Umiarkowanie słodki, delikatny, puszysty, rozpływający się w ustach...
W nieco inny sposób przygotowany niż ten mus czekoladowy...
Ale i tym razem jest banalnie prosty, a najtrudniejszy etap to...
oczekiwanie na schłodzenie masy ;).
Składniki na 6 porcji:
- 150 g gorzkiej czekolady 70%
- 150 g mlecznej czekolady
- 330 ml śmietanki 30%
- 1 łyżka ekstraktu waniliowego
- ok 200 g truskawek
Wykonanie:
Do rondelka o grubym dnie wlewamy śmietankę i wrzucamy pokruszone czekolady. Podgrzewamy na niewielkim ogniu, często mieszając, uważając, żeby masa się nie przypaliła. Gdy czekolada rozpuści się zupełnie, odstawiamy rondel do wystudzenia. Następnie masę wstawiamy do lodówki na ok 30 min, lub dla bardziej niecierpliwych (ja zdecydowanie do takich należę) do zamrażarki na ok 15 min.
Podczas gdy masa powoli się chłodzi, możemy przegotować owoce. Truskawki myjemy, kroimy na mniejsze kawałki i wrzucamy na dno przygotowanych miseczek.
Gdy masa czekoladowa będzie już dobrze schłodzona, ubijamy ją mikserem przez ok 5 min, w międzyczasie dodając ekstrakt waniliowy. I to już tak naprawdę wszystko :).
Mus wykładamy na truskawki i podajemy.
Smacznego!
Chocoholiczka ;)
Więcej mi do szczęścia nie trzeba :)
OdpowiedzUsuńZdarzyło mi się raz w życiu jeść czekoladowy mus i bardzo mi smakował. Teraz jak już mam przepis, na pewno spróbuje sama zrobić :)
OdpowiedzUsuńMusi być pyszny !
OdpowiedzUsuńZapraszam do mnie ! :
kulinariapalcelizac.blogspot.com
Koniecznie zobacz babeczki czekoladowe ;)
http://kulinariapalcelizac.blogspot.com/2014/07/babeczki-puszyscie-czekoladowe.html?m=1
Pozdrawiam !
Musze kiedyś spróbować :)
OdpowiedzUsuńZapraszam na mój blog http://amozeidziemycoszjesc.blogspot.com
Prezentuje się znakomicie
OdpowiedzUsuńRewelka. Jednak dla mnie absolutnym nr 1 są babeczki! Ja sama uwielbiam czekoladę, zresztą los naznaczył to we mnie przez to, że w Dzień Czekolady się urodziłam :). I skromnie zapraszam do mnie na dwapalniki.wordpress.com - nie ma tu przepisów tylko opowieści o smakach, przeżyciach związanych z kuchnią, tudzież gastronomią. Czyli kulinarna strona życia. Pozdrawiam cieplutko
OdpowiedzUsuńUwielbiam czekoladę i truskawki, rewelacyjna mieszanka.

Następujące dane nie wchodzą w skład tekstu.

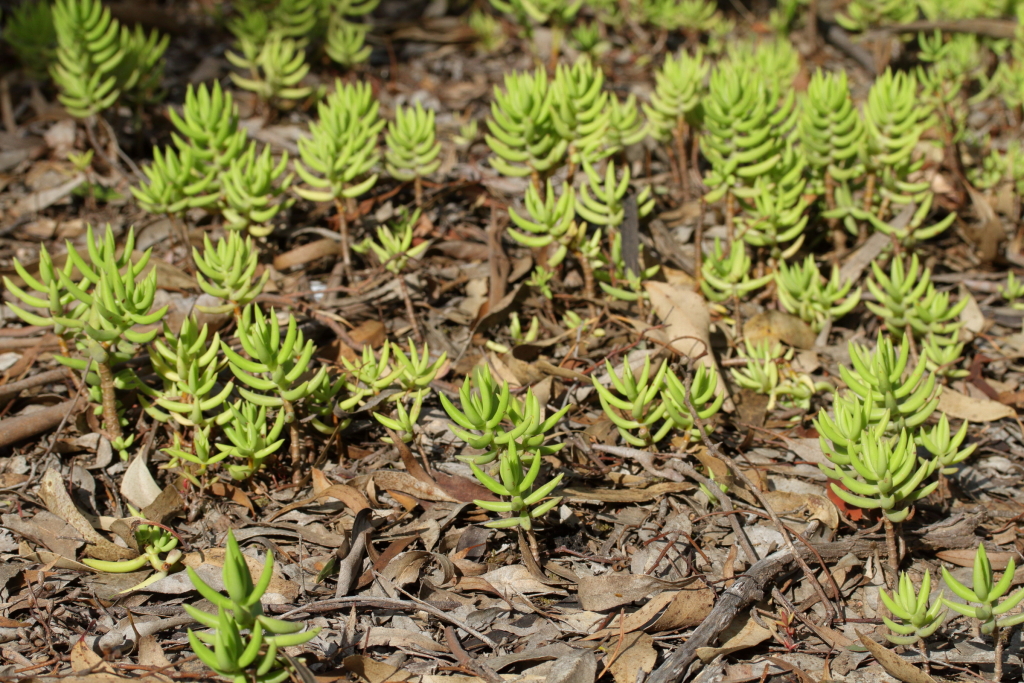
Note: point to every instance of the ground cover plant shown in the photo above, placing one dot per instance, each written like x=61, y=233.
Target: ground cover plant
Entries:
x=633, y=341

OdpowiedzUsuńLubię to:) kradnę;)
OdpowiedzUsuńCzy jest coś lepszego niż połączenie truskawek i czekolady?:) pycha:)
OdpowiedzUsuńBardzo lubię Twój blog więc byłoby mi miło gdybyś mnie zaobserwowała :*
OdpowiedzUsuń(klikniesz w baner choies?)
paradiska-life.blogspot.com
Z pewnością jest pyszny :) Dzięki za przepis!
OdpowiedzUsuńWygląda bardzo apetycznie :)
OdpowiedzUsuńTwój mus wygląda bajecznie! uwielbiam czekoladę z truskawkami, więc chętnie skorzystam z tego przepisu dzięki!
OdpowiedzUsuńAle to pysznie wygląda, muszę spróbować :)
OdpowiedzUsuńA ja zapraszam na mojego bloga- dopiero zaczynam i proszę o pomoc: http://przepisy-pl.blogspot.com/
Gratuluję świetnego, dosyć zaawansowanego przepisu.
OdpowiedzUsuńhttp://shhort.com/c?r=asO5FH5ab
OdpowiedzUsuńOch, moja miłość do czekolady jest spełniona! Pyszny, puszysty mus. Nie bawiłam się w owoce - najważniejsza jest czekolada! :)
OdpowiedzUsuńile porcji wychodzi z tego przepisu?